In de zijbeuken van de dubbelrijige stal stonden de koeien met de kop naar de wand, twee aan twee tussen dwarsschotten van vlechtwerk, die korrespondeerden met de dakstijlen. De dieren werden paarsgewijs vastgebonden aan paaltjes in het midden voor de buitenwand van de open boksen en stonden met de achterpoten op een plank als begrenzing van de mestgoot, die de vorm had van een strook vlechtwerk.
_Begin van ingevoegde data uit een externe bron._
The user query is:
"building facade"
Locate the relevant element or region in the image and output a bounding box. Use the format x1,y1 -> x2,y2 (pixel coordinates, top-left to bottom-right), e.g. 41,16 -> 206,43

Van de grootste hoeve uit de vierde laag - te dateren omstreeks het begin van de jaartelling - kon helaas slechts een gedeelte worden opgegraven, maar zelfs deze rest was nog ruim 25 m lang (bij 6,75m-7,45 m breed) en bevatte veertien boksen, zodat alleen hierin reeds 56 koeien konden worden opgesteld. Het is niet onmogelijk, dat een dergelijk gebouw tot een koöperatief (familie) bedrijf behoorde, zoals dat ook in Denemarken gedurende de ijzertijd voorkwam, blijkens de zeer lange of steeds weer verlengde boerderijen.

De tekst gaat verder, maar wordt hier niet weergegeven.